Soya bean production in African countries is generally low owing to a lack of high-yielding varieties, a lack of good crop management practices and poor market access.
“The African continent produces less than one-million tons of soya beans a year, whereas the US produces up to 29-million tons of soya beans a year. This may well be the answer to the nutritional problems that overwhelm our continent,” says Durban deputy mayor Logie Naidoo.
“I believe that, in 2013, we will be exceed- ingly advanced with soy products, making [it] a revolutionary eating product worldwide.”
The WSRC is a regular forum for the world’s soya bean researchers to exchange research results and development activities across all segments of the soya bean industry. It also promotes international communication and cooperation.

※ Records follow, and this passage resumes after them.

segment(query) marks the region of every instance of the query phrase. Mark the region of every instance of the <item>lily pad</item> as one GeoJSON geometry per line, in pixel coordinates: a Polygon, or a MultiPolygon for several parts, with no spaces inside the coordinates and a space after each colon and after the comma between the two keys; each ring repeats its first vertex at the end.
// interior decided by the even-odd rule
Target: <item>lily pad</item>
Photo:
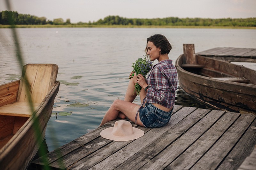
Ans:
{"type": "Polygon", "coordinates": [[[61,84],[64,84],[66,85],[77,85],[79,83],[69,83],[65,80],[59,80],[59,81],[61,84]]]}
{"type": "Polygon", "coordinates": [[[89,106],[89,104],[83,104],[79,102],[75,103],[70,105],[68,105],[67,106],[69,107],[85,107],[89,106]]]}
{"type": "Polygon", "coordinates": [[[58,115],[60,116],[70,116],[72,114],[71,113],[69,112],[59,112],[58,113],[58,115]]]}
{"type": "Polygon", "coordinates": [[[75,76],[71,78],[74,78],[74,79],[78,79],[79,78],[81,78],[83,76],[75,76]]]}
{"type": "Polygon", "coordinates": [[[55,121],[55,122],[60,122],[60,123],[68,123],[68,122],[67,121],[60,121],[59,120],[56,120],[55,121]]]}

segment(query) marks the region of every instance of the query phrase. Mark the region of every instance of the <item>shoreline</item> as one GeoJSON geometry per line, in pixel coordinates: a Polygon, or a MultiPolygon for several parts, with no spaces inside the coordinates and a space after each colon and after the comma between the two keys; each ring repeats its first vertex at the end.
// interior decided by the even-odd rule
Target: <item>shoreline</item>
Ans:
{"type": "MultiPolygon", "coordinates": [[[[0,24],[0,28],[13,28],[13,26],[0,24]]],[[[255,26],[132,26],[122,25],[93,25],[69,24],[63,25],[16,25],[15,28],[212,28],[228,29],[256,29],[255,26]]]]}

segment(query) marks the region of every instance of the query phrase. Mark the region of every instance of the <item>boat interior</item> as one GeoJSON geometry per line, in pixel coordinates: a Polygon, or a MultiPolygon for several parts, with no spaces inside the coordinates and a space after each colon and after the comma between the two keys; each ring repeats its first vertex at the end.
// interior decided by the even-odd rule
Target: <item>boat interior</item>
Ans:
{"type": "Polygon", "coordinates": [[[196,64],[181,64],[181,67],[194,74],[216,80],[256,84],[255,79],[250,76],[250,75],[256,75],[256,71],[254,70],[242,66],[209,57],[198,55],[196,55],[196,64]],[[246,74],[249,72],[251,74],[246,74]]]}
{"type": "Polygon", "coordinates": [[[55,82],[58,70],[54,64],[27,64],[20,80],[0,85],[0,149],[36,112],[55,82]]]}

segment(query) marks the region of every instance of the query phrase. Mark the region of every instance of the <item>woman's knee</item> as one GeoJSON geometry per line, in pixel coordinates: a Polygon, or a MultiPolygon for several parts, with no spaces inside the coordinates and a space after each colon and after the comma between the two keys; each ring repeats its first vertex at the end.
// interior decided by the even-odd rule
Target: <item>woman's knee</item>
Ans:
{"type": "Polygon", "coordinates": [[[118,107],[118,106],[120,104],[120,102],[122,100],[120,99],[116,99],[113,102],[112,106],[115,108],[116,109],[118,107]]]}

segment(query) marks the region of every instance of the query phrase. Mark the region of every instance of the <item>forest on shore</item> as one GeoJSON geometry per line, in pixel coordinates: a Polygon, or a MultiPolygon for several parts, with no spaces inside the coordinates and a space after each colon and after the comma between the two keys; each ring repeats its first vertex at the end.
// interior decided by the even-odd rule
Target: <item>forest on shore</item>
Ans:
{"type": "Polygon", "coordinates": [[[84,26],[194,26],[256,27],[256,18],[219,19],[201,18],[129,18],[118,16],[109,16],[97,21],[80,22],[71,23],[70,19],[65,21],[61,18],[53,20],[46,18],[28,14],[19,14],[16,11],[0,11],[0,24],[2,25],[78,25],[84,26]]]}

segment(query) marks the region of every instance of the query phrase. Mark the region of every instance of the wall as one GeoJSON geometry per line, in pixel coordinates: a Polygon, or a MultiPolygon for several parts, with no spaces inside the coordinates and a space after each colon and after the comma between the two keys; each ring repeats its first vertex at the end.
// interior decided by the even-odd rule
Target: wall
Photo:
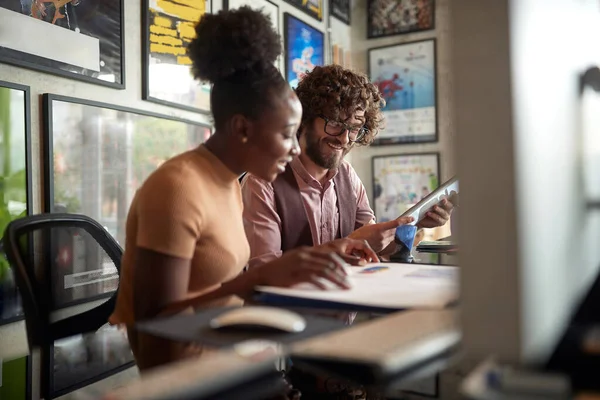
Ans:
{"type": "MultiPolygon", "coordinates": [[[[352,66],[361,72],[368,70],[368,49],[412,42],[416,40],[437,39],[437,107],[438,136],[437,143],[405,144],[394,146],[357,147],[349,154],[349,161],[363,181],[372,203],[371,158],[376,155],[440,152],[440,169],[442,180],[454,175],[454,127],[450,108],[452,93],[452,77],[450,69],[450,20],[449,7],[451,0],[436,0],[435,30],[408,35],[397,35],[388,38],[367,39],[367,0],[357,0],[352,10],[352,66]]],[[[372,205],[372,204],[371,204],[372,205]]]]}
{"type": "Polygon", "coordinates": [[[542,361],[600,261],[600,218],[583,209],[577,146],[577,81],[600,61],[599,8],[596,0],[452,3],[471,356],[542,361]]]}
{"type": "MultiPolygon", "coordinates": [[[[283,13],[289,12],[308,24],[326,32],[327,18],[319,22],[304,14],[295,7],[283,3],[281,0],[271,0],[279,6],[280,26],[283,30],[283,13]]],[[[37,71],[26,70],[0,64],[0,80],[28,85],[31,87],[31,135],[32,135],[32,174],[33,174],[33,210],[40,212],[43,209],[43,130],[42,130],[42,103],[43,93],[53,93],[65,96],[79,97],[94,101],[106,102],[115,105],[132,107],[140,110],[152,111],[161,114],[173,115],[190,120],[209,122],[206,115],[186,112],[175,108],[150,103],[142,100],[142,64],[141,64],[141,0],[126,0],[125,2],[125,76],[126,89],[115,90],[98,85],[83,83],[76,80],[48,75],[37,71]]],[[[327,15],[328,2],[324,1],[327,15]]],[[[222,8],[222,1],[216,0],[213,12],[222,8]]],[[[341,29],[344,29],[343,27],[341,29]]],[[[346,28],[345,36],[349,36],[346,28]]],[[[282,32],[283,33],[283,32],[282,32]]],[[[326,40],[326,43],[328,41],[326,40]]],[[[326,48],[326,61],[329,61],[329,51],[326,48]]],[[[0,359],[11,359],[27,352],[27,342],[24,323],[18,322],[0,326],[0,359]]],[[[34,363],[36,369],[37,363],[34,363]]],[[[35,378],[34,378],[35,382],[35,378]]],[[[34,396],[37,392],[34,387],[34,396]]],[[[35,397],[34,397],[35,398],[35,397]]]]}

A continuing committee, consisting of representatives from different regions of the world, gives guidance to the conference planners. A quinquennial event and the top international conference for the soya bean research community and the industry at large, seven WSRCs have been held in different countries since being launched by the University of Illinois in 1975.
The conference organisers are expanding the conference to include a Soya Bean Industry Forum, which will discuss and develop a global blueprint for a safe, secure and sustainable supply of soy for food, feed, fuel and fibre. Apart from the scientific exchange and Soya Bean Industry Forum, they will also showcase new varieties, new products, new technologies and the latest publications.